I don’t know what to do with my anger. And I am afraid to let it surface. So it comes out in painfully inappropriate and unfulfilling ways. Angry with the deceased is a strange thing, You can’t express it or mend it. I guess I could shout out loud to the breeze but the rest of the house would not put up with it. Warm up and forgive I’m telling me.
Having anger towards the deceased does you no good. You need to let it go. It only harms you. I assume you are talking about your mother again. You really need to let it go and try to enjoy the rest of your life. Time being angry is wasted time. You are only torturing yourself.
How can you help the way you feel?
I dunno @PinCushion . Try to focus on something else. This constant anger towards the deceased is not healthy. You can’t even talk to them to get out your frustrations. You need to focus on the living and enjoy your life.
Some people write letters to people who hurt them.
Trying to redirect my anger is what is giving me headaches. Wanting to touch someone becomes wanting to hit them.
It sounds like you need a punching bag or something. Maybe hitting a pillow? I dunno. Seems like you need an outlet for your frustrations. I don’t know what your physical capabilities are at your age but I would recommend getting some frustrations out with exercise if you can.
I’m afraid I’m out for blood. Don’t worry, I know better. I won’t do anything violent.

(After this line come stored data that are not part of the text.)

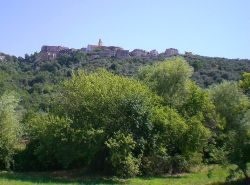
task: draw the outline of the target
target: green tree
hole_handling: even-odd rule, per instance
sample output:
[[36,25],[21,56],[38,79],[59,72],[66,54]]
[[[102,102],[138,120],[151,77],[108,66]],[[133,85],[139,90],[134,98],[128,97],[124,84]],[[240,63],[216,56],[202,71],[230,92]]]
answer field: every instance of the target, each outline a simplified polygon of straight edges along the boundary
[[226,129],[238,126],[250,102],[236,82],[224,81],[209,90],[216,112],[226,119]]
[[[249,137],[249,100],[243,94],[236,82],[223,82],[212,86],[210,94],[215,103],[216,110],[225,124],[217,132],[213,156],[216,153],[224,157],[222,161],[236,164],[238,168],[232,174],[241,170],[246,178],[247,163],[250,161],[250,137]],[[213,153],[213,152],[212,152]]]
[[44,166],[47,169],[79,165],[122,175],[122,170],[116,171],[118,168],[111,160],[113,148],[105,143],[113,141],[112,138],[117,141],[115,133],[123,133],[136,144],[132,153],[118,147],[123,155],[121,159],[128,160],[125,166],[134,165],[131,170],[135,171],[130,175],[137,174],[139,156],[149,148],[153,128],[151,112],[159,101],[158,96],[137,80],[105,70],[91,74],[80,71],[59,88],[48,115],[30,120],[32,142],[27,149],[32,150],[38,161],[47,161],[48,165]]
[[250,110],[245,113],[238,128],[230,131],[228,135],[226,149],[229,154],[229,162],[236,164],[238,169],[245,175],[245,178],[250,180],[248,175],[248,163],[250,162]]
[[[155,108],[152,163],[158,163],[161,173],[188,171],[202,163],[203,149],[210,131],[198,116],[186,120],[171,108]],[[153,164],[155,168],[156,164]],[[161,169],[160,169],[161,168]],[[154,169],[151,169],[154,171]]]
[[0,169],[10,168],[20,139],[17,105],[18,100],[12,94],[0,97]]
[[250,73],[244,72],[242,77],[243,79],[240,80],[239,86],[250,97]]
[[138,78],[165,100],[165,105],[178,107],[188,93],[193,69],[180,57],[139,70]]
[[200,121],[208,128],[216,128],[220,121],[208,91],[200,88],[193,81],[189,82],[187,89],[186,100],[178,108],[180,114],[186,119],[196,116],[196,118],[201,118]]

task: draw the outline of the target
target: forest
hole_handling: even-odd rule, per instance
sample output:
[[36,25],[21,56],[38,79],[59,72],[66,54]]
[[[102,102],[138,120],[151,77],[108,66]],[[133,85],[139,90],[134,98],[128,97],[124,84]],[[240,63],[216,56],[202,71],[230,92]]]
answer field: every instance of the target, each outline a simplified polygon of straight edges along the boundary
[[129,178],[216,164],[249,182],[249,60],[88,57],[0,61],[0,170]]

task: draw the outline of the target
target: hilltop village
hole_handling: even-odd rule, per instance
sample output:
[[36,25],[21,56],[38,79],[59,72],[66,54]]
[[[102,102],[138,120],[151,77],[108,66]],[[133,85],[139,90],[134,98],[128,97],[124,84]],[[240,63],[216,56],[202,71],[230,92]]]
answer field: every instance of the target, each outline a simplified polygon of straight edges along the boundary
[[[60,55],[69,54],[74,51],[81,51],[87,53],[91,56],[91,59],[104,58],[104,57],[114,57],[118,59],[126,58],[151,58],[154,59],[159,55],[164,57],[171,57],[179,55],[179,51],[175,48],[168,48],[164,53],[158,53],[157,50],[145,51],[142,49],[134,49],[133,51],[125,50],[117,46],[104,46],[101,39],[99,39],[97,45],[89,44],[87,47],[81,49],[74,49],[62,46],[42,46],[39,53],[42,60],[53,60]],[[186,52],[185,54],[191,55],[191,52]]]

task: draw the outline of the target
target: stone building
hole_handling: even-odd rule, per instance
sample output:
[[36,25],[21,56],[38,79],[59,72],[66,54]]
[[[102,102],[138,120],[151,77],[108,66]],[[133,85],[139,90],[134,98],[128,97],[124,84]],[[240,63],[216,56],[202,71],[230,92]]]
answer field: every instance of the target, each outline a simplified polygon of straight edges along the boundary
[[58,57],[58,54],[51,53],[51,52],[42,53],[41,57],[42,57],[42,60],[54,60],[56,59],[56,57]]
[[142,49],[134,49],[133,51],[130,52],[130,56],[132,57],[146,57],[147,52]]
[[175,49],[175,48],[169,48],[169,49],[166,49],[165,55],[167,57],[176,56],[176,55],[179,55],[179,51],[178,49]]
[[129,50],[119,49],[116,51],[115,57],[119,59],[129,58]]
[[[151,58],[155,59],[159,56],[169,57],[173,55],[178,55],[178,50],[174,48],[166,49],[164,53],[159,54],[157,50],[151,50],[150,52],[142,49],[134,49],[133,51],[124,50],[117,46],[104,46],[101,39],[98,40],[97,45],[89,44],[86,48],[81,49],[69,49],[62,46],[42,46],[39,56],[42,60],[53,60],[63,54],[72,54],[75,51],[82,51],[90,56],[91,60],[102,58],[102,57],[116,57],[119,59],[125,59],[129,57],[135,58]],[[0,53],[1,54],[1,53]],[[1,55],[0,55],[1,56]],[[1,58],[0,58],[1,60]]]
[[150,57],[156,57],[156,56],[158,56],[159,55],[159,53],[158,53],[158,51],[157,50],[151,50],[150,52],[149,52],[149,56]]
[[123,50],[123,48],[117,46],[104,46],[101,39],[99,39],[97,45],[89,44],[86,48],[86,52],[92,53],[92,55],[98,55],[99,57],[129,57],[128,50]]
[[62,53],[69,52],[70,49],[62,46],[42,46],[40,56],[42,60],[53,60]]
[[103,48],[102,50],[97,52],[100,57],[114,57],[116,51],[111,50],[111,49],[107,49],[107,48]]
[[101,39],[99,39],[97,45],[89,44],[89,45],[87,46],[86,51],[87,51],[87,52],[92,52],[92,51],[94,51],[94,50],[96,50],[96,49],[101,49],[102,47],[103,47],[103,42],[102,42]]
[[106,46],[106,48],[108,48],[112,51],[123,50],[123,48],[117,47],[117,46]]
[[51,53],[59,53],[63,50],[69,50],[67,47],[62,46],[42,46],[41,52],[51,52]]
[[100,48],[98,45],[91,45],[91,44],[89,44],[89,45],[87,46],[86,51],[87,51],[87,52],[92,52],[92,51],[94,51],[94,50],[96,50],[96,49],[98,49],[98,48]]

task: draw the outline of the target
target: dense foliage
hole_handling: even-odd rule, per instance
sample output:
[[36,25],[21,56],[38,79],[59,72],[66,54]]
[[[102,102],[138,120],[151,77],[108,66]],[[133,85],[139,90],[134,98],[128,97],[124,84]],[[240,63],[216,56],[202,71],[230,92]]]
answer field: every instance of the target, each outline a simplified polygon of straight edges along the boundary
[[12,94],[5,93],[0,97],[0,169],[10,168],[20,139],[17,103]]
[[[84,168],[131,177],[233,163],[247,177],[248,73],[241,78],[232,71],[240,81],[216,80],[205,89],[210,82],[196,75],[209,65],[219,70],[222,59],[90,63],[88,57],[76,52],[40,62],[34,54],[1,62],[0,168]],[[150,65],[139,69],[144,64]]]
[[[52,87],[59,82],[69,79],[73,71],[84,69],[91,72],[104,68],[114,74],[135,76],[138,70],[157,61],[163,62],[165,57],[155,58],[93,58],[88,53],[72,51],[60,57],[44,61],[39,53],[22,57],[5,56],[0,61],[0,94],[15,90],[21,96],[21,104],[25,108],[45,110]],[[250,72],[250,61],[246,59],[225,59],[203,57],[199,55],[183,56],[194,69],[192,79],[200,87],[219,84],[223,80],[240,80],[242,72]]]
[[[173,69],[191,73],[185,61],[176,60],[156,66],[166,71],[159,75],[176,76]],[[189,82],[183,78],[177,87]],[[172,89],[170,96],[180,91]],[[29,164],[41,169],[86,166],[120,176],[186,171],[202,162],[210,131],[202,110],[182,115],[178,102],[166,103],[167,94],[157,96],[139,81],[107,71],[79,72],[62,84],[48,113],[29,119],[23,155],[33,153]]]

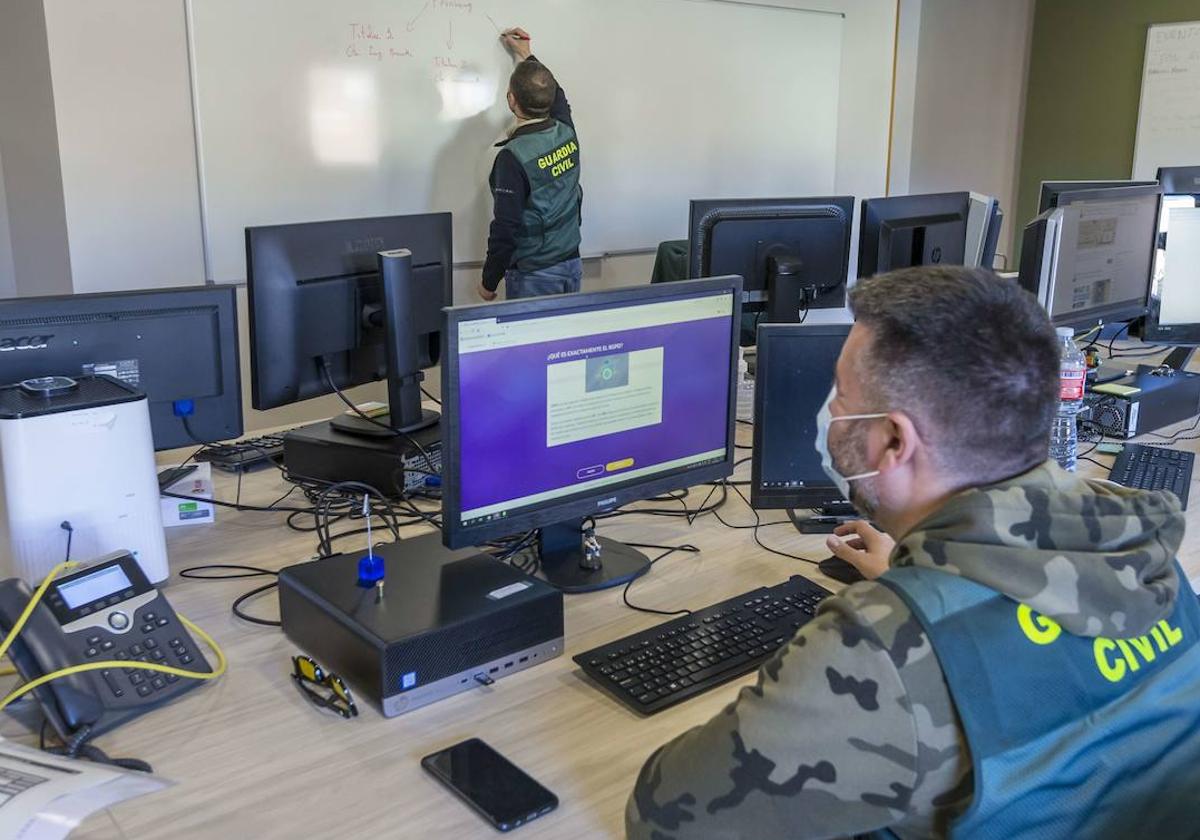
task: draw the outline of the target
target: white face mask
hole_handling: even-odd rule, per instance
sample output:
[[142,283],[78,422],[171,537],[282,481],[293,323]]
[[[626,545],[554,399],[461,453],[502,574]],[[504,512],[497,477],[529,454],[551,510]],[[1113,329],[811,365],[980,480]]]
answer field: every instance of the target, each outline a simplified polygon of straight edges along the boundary
[[845,499],[850,498],[850,482],[858,481],[860,478],[871,478],[879,475],[879,470],[859,473],[858,475],[842,475],[833,465],[833,455],[829,453],[829,427],[839,420],[875,420],[879,417],[887,417],[887,414],[844,414],[841,417],[834,417],[829,410],[829,405],[837,397],[837,385],[829,389],[829,396],[825,398],[825,404],[821,406],[821,410],[817,412],[817,453],[821,456],[821,467],[825,470],[825,474],[837,486]]

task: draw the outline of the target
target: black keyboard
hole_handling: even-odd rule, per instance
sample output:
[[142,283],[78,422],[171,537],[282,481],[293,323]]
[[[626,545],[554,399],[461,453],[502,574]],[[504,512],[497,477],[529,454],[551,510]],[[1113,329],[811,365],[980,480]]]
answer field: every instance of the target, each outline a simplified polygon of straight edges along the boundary
[[1127,443],[1109,471],[1109,480],[1139,490],[1170,490],[1187,508],[1196,456],[1181,449]]
[[626,706],[653,714],[757,669],[829,594],[794,575],[574,659]]
[[226,472],[247,472],[283,457],[283,436],[287,432],[248,438],[233,443],[212,443],[196,455],[197,461],[208,461]]

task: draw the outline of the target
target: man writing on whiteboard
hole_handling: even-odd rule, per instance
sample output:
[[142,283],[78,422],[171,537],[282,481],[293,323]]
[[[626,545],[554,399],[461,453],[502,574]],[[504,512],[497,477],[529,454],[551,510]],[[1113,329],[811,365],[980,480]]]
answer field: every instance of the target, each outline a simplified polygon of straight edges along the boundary
[[493,218],[479,296],[495,300],[500,280],[509,299],[579,291],[579,140],[571,106],[554,75],[531,54],[529,33],[500,36],[517,66],[508,107],[517,118],[488,183]]

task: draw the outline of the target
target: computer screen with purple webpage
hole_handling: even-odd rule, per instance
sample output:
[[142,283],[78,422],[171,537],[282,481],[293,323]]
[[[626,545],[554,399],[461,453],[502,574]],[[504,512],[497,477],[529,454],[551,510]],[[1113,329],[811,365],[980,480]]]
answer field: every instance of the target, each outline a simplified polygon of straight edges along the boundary
[[[734,296],[464,320],[459,527],[727,457]],[[451,352],[454,352],[452,350]]]

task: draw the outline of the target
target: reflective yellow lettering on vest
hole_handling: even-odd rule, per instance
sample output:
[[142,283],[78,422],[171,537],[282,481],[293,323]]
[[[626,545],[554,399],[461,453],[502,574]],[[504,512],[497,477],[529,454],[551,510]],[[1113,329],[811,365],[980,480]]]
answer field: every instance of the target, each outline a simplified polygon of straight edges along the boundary
[[1183,641],[1183,631],[1178,627],[1172,627],[1170,624],[1167,624],[1165,618],[1158,622],[1158,626],[1162,628],[1163,635],[1167,637],[1167,644],[1171,647],[1175,647],[1175,645]]
[[1112,639],[1099,638],[1092,643],[1092,652],[1096,656],[1096,667],[1101,675],[1109,682],[1120,682],[1125,677],[1125,663],[1120,657],[1109,654],[1116,650],[1117,644]]
[[1150,628],[1150,636],[1154,639],[1154,643],[1158,645],[1158,649],[1163,653],[1166,653],[1166,650],[1170,647],[1170,645],[1168,645],[1167,640],[1163,638],[1162,630],[1158,629],[1157,624]]
[[1142,663],[1138,662],[1137,657],[1133,655],[1133,649],[1129,647],[1128,642],[1126,642],[1124,639],[1117,639],[1117,647],[1121,649],[1121,653],[1125,657],[1125,661],[1129,663],[1130,671],[1141,670]]
[[1062,635],[1062,627],[1057,621],[1038,615],[1025,604],[1017,607],[1017,623],[1035,645],[1048,645]]
[[1144,661],[1154,661],[1154,645],[1150,643],[1149,636],[1138,636],[1130,639],[1129,644],[1133,645],[1133,649],[1138,652],[1138,656],[1140,656]]

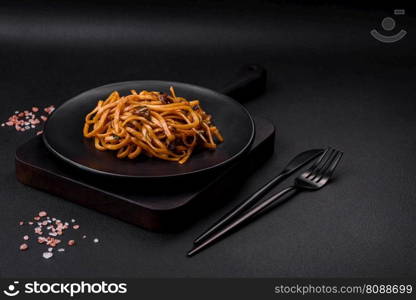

I’ve been trying to quit violating myself which what I used to do.
I don’t think anger is a positive moods. You shouold let it go.
I successfully released anger by doing creative things. I drew on the computer, wrote poetry and practised angry scenes from movies. It got pretty intense, but I expressed myself eventually. Most of my computer drawings look like something a 2 year old would draw, but it worked.